Friday, January 9, 2015

Fragility

     A couple weeks ago I had a conversation with a woman over the phone about her account and some help that she needed.  We chatted about her son and her health.  We laughed a little over a shared joke.  Today her son came in to give me her death certificate.  This meat sack we walk around in all day is so perilously close to the edge of oblivion every moment.  Your heart can give out.  Your cells can turn against you, mutating into cancer.  A brilliant morning at the local deli or at work can be twisted into disaster.    

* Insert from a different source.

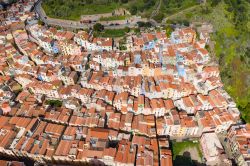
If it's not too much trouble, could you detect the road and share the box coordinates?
[162,5,200,25]
[35,0,146,29]
[150,0,162,19]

     The fable of living to a ripe old age, dying peacefully in your bed surrounded by children and grandchildren, seraphim at the bedpost - seems to be just that.  We are here one minute, and then not.  The earth keeps spinning, and the taxes still come due.  When I was younger I imagined that when it would be done for me, the world would pause.  But aside from the effect to friends and family, the trains will still run.  Not quite the mark that any of us were hoping for.
     I'm awfully maudlin tonight, my loves, and I'm sorry if these thoughts add weight to the collective sadness the world is experiencing.  I have this black and white interpretation of what's fair that sometimes gets me in trouble.  The pendulum seems to be stuck on the unfair side, probably lodged in the bodies of the innocent that seem to be stacking up like cord wood.